The bad news for Holder, 18, and pretty much everyone else is that relief from high gas prices doesn’t seem to be on the horizon.
According to information from AAA, the current national average for a gallon of regular unleaded is $3.63, eight cents more than it was this time last year.
At least four states have seen prices at or above $4 a gallon. In Georgia, the current average is $3.76, while it was just $3.63 last year and $3.32 a month ago.
Despite the prices at the pump, AAA reported that crude oil prices earlier this week were about $93 a barrel.
Anna Rulska-Kuthy, an assistant professor of political science at the University of North Georgia, said that while crude oil barrel prices below $100 usually signal lower prices at the pump, that’s not the only factor.
“The whole idea of what comprises the prices for oil, or especially what goes into the gas pumps, it’s a very complicated process,” she said. “The barrel [cost] is probably only about 55 to 60 percent of what determines the price.”
She said other factors can include the time of the year — summer blends cost more than winter blends, for example. Also, she said, oil refineries typically undergo maintenance in early spring, which is probably contributing to the current trend.
“What you see right now is scheduled maintenance of oil refineries and unfortunately the U.S. refineries are in really bad shape,” she said. “You have to take into account just the bad shape of the refineries.”
Also, she said, how clean or dirty crude oil is has to be taken into account.
“In December, we actually had a bout of relatively clean oil, whereas right now we’re having a bout of dirtier oil, which is also driving up those prices,” she said, noting that all crude oil regardless of its origin at times is just dirtier and more difficult to process.
“Whether it’s Canada, the U.S. or the Middle East, there are going to be bouts of cleaner and more prepared for use crude oil, and sometimes it’s just simply dirtier.”
Other gas price factors can include social and political turmoil.
“What you have now is anxiety about the stability of the dollar given what is happening right now with the congress,” she said. “What you see in the international market is the speculation of whether the dollar is going to stay strong, what is going to happen to it.”

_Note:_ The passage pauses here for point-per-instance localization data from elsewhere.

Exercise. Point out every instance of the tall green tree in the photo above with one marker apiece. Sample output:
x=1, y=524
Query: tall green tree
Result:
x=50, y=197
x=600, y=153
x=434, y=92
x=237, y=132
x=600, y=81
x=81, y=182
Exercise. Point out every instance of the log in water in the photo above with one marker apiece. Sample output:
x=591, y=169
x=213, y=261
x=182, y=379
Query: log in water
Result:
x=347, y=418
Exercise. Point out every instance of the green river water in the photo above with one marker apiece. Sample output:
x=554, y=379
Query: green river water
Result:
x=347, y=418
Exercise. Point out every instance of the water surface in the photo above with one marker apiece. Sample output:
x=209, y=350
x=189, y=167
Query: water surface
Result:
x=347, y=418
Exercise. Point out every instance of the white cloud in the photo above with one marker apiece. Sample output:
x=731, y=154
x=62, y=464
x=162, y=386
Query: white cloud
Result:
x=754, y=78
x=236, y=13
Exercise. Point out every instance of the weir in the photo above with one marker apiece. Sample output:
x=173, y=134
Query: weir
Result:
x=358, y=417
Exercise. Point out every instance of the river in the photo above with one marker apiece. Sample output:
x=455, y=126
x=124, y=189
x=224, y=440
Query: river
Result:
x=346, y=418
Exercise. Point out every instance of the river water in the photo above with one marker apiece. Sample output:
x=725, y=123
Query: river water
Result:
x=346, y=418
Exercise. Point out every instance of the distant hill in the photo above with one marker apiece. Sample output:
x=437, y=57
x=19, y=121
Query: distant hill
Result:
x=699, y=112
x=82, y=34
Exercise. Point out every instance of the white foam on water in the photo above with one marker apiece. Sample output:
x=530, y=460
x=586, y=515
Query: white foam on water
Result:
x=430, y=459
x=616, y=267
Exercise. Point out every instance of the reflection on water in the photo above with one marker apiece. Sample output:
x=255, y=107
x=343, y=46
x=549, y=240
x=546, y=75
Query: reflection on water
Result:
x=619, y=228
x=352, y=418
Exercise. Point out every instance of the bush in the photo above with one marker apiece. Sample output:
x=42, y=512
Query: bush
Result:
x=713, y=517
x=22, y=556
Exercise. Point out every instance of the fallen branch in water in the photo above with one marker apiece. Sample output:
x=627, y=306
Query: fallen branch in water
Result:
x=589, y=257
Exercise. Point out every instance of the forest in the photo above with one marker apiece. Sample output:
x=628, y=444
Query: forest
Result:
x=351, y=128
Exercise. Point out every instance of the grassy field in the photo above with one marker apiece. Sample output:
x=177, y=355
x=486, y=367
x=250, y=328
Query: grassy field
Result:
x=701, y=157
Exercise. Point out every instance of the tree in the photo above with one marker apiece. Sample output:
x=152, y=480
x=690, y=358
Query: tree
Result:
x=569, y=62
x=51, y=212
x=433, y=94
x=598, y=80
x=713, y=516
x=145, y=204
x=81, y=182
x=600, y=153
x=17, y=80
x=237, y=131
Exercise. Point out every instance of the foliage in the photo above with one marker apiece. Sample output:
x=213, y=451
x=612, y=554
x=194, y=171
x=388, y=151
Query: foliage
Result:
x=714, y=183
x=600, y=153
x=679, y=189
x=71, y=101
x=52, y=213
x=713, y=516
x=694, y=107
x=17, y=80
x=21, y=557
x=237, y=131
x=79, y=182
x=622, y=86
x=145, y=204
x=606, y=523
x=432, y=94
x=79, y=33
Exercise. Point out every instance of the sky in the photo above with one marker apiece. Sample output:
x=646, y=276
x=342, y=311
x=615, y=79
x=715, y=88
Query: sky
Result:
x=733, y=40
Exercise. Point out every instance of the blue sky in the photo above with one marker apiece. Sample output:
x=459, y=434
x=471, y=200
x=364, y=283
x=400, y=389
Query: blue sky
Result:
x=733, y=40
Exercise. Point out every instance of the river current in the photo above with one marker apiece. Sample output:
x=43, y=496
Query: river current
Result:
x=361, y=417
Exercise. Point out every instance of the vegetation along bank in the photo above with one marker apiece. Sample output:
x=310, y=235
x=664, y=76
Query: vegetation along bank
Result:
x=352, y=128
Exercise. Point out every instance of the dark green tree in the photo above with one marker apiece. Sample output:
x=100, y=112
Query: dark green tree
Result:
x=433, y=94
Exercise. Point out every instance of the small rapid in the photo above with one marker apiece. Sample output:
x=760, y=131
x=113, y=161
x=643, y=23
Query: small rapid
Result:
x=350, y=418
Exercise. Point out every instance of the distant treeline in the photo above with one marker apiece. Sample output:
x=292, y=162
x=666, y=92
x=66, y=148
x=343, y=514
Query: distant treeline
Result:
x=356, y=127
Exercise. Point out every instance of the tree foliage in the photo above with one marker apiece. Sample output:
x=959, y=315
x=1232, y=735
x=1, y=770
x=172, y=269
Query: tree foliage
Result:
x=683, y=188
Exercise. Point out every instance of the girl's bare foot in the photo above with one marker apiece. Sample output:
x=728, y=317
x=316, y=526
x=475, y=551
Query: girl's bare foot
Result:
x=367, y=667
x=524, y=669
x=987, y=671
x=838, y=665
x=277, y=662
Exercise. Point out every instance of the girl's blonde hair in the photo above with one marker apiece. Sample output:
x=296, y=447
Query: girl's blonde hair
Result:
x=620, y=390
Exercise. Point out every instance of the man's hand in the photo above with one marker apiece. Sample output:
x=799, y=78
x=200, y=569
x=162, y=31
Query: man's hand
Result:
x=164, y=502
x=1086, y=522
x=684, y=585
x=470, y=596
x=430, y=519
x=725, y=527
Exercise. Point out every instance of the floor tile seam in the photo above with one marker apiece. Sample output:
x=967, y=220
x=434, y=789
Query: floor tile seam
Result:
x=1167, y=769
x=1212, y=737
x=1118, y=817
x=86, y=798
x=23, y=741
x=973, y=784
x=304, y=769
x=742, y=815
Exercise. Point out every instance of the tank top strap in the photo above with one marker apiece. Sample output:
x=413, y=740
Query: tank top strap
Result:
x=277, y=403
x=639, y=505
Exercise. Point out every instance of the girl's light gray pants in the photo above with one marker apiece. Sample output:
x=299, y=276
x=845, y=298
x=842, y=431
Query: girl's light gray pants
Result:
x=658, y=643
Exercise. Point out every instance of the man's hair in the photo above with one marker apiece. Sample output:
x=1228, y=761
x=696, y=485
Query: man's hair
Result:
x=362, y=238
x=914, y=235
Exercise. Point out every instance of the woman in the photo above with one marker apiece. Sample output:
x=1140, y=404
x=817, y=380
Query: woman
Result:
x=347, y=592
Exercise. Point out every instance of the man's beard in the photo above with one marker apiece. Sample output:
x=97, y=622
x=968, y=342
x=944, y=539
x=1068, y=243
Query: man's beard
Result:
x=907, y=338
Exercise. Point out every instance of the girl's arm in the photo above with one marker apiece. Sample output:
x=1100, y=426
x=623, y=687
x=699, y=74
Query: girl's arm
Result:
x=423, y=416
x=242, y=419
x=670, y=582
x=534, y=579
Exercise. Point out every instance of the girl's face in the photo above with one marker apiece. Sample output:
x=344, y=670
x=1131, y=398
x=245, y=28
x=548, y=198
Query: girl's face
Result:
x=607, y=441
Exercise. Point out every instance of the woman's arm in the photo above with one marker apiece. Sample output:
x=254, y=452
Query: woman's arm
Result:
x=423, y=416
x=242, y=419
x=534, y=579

Rulska-Kuthy predicted that prices likely will continue to rise for the next few weeks, but she doesn’t think they will reach $4 a gallon for regular unleaded in Georgia.

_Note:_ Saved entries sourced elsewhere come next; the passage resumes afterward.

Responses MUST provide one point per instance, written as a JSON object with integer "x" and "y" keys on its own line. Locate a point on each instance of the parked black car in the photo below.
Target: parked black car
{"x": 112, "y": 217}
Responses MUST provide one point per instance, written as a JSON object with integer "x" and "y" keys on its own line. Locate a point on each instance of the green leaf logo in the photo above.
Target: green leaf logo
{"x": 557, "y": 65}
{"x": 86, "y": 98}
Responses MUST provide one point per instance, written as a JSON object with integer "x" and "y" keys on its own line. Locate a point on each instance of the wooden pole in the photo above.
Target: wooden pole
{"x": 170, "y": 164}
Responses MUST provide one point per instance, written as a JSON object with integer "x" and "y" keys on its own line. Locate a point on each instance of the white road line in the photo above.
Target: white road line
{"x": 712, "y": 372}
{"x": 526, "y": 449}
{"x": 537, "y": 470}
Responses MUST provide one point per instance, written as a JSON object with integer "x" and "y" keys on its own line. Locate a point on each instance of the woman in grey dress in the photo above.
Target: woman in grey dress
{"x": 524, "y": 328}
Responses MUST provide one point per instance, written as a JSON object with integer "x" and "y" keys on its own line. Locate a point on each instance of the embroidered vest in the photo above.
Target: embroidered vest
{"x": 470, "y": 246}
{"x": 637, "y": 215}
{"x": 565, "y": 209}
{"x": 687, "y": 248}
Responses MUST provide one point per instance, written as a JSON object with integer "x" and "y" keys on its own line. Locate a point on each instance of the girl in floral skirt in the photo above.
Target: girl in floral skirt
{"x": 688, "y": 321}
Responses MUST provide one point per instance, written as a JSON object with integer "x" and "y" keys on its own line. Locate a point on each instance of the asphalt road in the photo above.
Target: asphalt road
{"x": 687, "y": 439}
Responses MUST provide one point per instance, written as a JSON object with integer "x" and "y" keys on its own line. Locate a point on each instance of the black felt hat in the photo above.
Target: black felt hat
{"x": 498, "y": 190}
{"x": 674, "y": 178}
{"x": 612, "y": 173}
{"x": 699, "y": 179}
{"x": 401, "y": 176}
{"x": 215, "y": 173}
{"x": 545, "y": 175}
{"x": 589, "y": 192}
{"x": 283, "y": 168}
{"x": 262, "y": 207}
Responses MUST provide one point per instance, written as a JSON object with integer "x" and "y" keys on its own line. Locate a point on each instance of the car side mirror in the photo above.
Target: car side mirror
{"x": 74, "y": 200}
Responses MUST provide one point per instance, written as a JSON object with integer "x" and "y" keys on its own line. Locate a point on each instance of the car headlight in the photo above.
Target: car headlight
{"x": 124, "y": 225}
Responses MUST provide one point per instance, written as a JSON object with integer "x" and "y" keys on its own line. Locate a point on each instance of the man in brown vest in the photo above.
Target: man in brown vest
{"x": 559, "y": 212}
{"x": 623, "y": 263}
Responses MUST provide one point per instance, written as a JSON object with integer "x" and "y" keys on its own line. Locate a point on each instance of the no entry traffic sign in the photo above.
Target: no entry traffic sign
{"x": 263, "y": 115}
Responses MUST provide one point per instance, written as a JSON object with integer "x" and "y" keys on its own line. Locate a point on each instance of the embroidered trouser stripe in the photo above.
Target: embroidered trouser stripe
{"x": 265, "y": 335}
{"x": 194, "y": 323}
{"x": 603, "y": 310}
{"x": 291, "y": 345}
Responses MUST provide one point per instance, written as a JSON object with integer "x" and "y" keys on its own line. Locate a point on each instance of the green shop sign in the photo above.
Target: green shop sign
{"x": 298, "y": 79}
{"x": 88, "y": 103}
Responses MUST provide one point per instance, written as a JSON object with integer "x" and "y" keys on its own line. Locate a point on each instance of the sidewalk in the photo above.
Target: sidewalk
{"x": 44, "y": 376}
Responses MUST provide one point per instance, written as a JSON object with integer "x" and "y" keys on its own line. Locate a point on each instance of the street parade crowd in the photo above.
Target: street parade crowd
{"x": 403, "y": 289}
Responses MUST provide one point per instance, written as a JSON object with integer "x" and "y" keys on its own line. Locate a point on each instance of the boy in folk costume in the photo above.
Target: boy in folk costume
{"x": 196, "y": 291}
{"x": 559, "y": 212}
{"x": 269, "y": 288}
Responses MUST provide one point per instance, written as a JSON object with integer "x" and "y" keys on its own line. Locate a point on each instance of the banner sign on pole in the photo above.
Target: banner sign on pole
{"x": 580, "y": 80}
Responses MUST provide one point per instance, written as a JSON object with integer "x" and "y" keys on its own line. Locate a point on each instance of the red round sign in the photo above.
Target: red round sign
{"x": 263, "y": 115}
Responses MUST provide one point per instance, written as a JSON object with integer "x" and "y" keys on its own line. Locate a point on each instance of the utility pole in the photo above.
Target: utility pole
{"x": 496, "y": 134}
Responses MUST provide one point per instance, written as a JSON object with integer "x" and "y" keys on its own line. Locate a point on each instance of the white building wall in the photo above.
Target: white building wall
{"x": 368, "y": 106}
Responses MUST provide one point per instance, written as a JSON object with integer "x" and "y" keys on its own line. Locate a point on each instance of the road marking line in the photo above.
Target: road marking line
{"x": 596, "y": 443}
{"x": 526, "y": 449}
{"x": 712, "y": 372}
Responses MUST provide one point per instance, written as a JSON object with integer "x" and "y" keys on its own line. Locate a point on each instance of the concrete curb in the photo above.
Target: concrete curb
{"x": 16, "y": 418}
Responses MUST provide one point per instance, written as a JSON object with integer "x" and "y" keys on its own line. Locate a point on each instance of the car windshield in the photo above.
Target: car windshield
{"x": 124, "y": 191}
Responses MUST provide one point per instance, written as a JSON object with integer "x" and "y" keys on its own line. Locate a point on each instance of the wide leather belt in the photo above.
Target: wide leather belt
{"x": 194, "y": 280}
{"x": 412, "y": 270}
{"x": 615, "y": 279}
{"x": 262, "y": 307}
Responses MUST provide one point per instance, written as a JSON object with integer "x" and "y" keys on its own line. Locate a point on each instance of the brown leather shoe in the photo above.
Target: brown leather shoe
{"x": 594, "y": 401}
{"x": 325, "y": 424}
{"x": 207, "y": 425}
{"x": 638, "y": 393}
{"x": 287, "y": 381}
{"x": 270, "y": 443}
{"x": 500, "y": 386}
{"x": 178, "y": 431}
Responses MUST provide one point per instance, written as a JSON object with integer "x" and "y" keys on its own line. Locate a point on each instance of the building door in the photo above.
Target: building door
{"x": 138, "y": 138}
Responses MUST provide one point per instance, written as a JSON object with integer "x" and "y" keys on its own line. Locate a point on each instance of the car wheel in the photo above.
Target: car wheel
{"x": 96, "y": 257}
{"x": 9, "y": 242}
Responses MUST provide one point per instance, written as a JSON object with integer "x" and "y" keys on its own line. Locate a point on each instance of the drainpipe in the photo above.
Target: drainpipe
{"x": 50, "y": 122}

“I think we’ll stabilize probably right around $3.80 for a little while and it will start going down … in March or April,” she said. “And then once the summer months roll around and they’re going to have to prepare the oil again for the temperatures on top of the travel season, it’s going to go up again.”
Fortunately for Holder, the pizza delivery driver, the West Forsyth community is made up of good tippers.

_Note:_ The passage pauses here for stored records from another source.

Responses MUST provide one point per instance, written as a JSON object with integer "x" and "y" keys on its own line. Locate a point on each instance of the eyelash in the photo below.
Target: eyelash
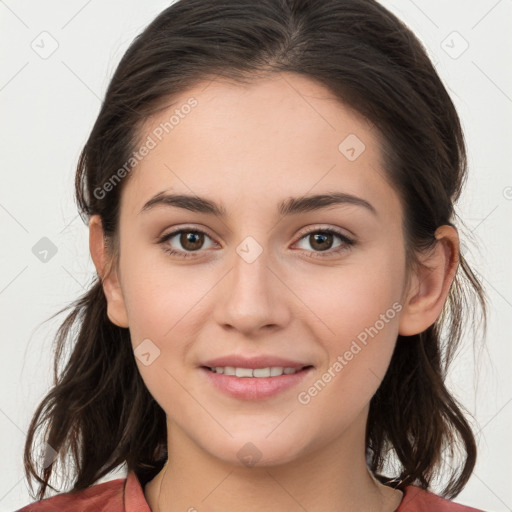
{"x": 347, "y": 242}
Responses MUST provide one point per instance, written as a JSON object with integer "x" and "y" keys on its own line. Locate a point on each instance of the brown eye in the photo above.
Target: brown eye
{"x": 321, "y": 241}
{"x": 191, "y": 240}
{"x": 184, "y": 242}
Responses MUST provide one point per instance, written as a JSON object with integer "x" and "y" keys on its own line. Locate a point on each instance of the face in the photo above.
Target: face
{"x": 277, "y": 281}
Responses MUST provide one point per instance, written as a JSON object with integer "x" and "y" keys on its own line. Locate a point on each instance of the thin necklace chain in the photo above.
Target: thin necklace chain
{"x": 160, "y": 486}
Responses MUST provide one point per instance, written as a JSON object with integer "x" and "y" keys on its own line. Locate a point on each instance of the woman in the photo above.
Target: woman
{"x": 270, "y": 192}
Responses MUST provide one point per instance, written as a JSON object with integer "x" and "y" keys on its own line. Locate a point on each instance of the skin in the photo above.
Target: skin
{"x": 249, "y": 147}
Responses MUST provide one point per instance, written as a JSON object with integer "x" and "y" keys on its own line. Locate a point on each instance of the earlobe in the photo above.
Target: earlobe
{"x": 105, "y": 267}
{"x": 430, "y": 285}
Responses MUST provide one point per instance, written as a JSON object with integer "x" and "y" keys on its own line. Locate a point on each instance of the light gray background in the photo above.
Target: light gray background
{"x": 48, "y": 106}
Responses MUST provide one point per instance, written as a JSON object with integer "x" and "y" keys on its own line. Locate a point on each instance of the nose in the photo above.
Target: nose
{"x": 252, "y": 297}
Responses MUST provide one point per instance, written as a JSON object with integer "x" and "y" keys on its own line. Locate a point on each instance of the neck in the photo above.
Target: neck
{"x": 331, "y": 479}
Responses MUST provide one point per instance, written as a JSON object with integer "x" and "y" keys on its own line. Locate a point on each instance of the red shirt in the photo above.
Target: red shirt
{"x": 127, "y": 495}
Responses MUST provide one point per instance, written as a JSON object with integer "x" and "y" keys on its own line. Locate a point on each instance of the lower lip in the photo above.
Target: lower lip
{"x": 254, "y": 388}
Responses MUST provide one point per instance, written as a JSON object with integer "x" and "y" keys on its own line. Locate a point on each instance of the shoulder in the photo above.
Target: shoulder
{"x": 120, "y": 495}
{"x": 419, "y": 500}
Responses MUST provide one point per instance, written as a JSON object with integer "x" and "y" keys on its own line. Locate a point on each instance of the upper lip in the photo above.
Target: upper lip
{"x": 254, "y": 362}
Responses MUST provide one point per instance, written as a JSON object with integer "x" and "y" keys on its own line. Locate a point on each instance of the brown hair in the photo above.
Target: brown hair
{"x": 99, "y": 410}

“People do tip pretty well around here,” he said. “The past couple of weeks, I have been getting better tips, so maybe they feel sorry for us.”
As for Constantinides, his medicine delivery vehicles will keep rolling along.
“This is just what we do,” he said. “So if gas prices do go way down, yeah, we might make a little more money. But if they go way up, we’re just going to make less. Our job stays the same.”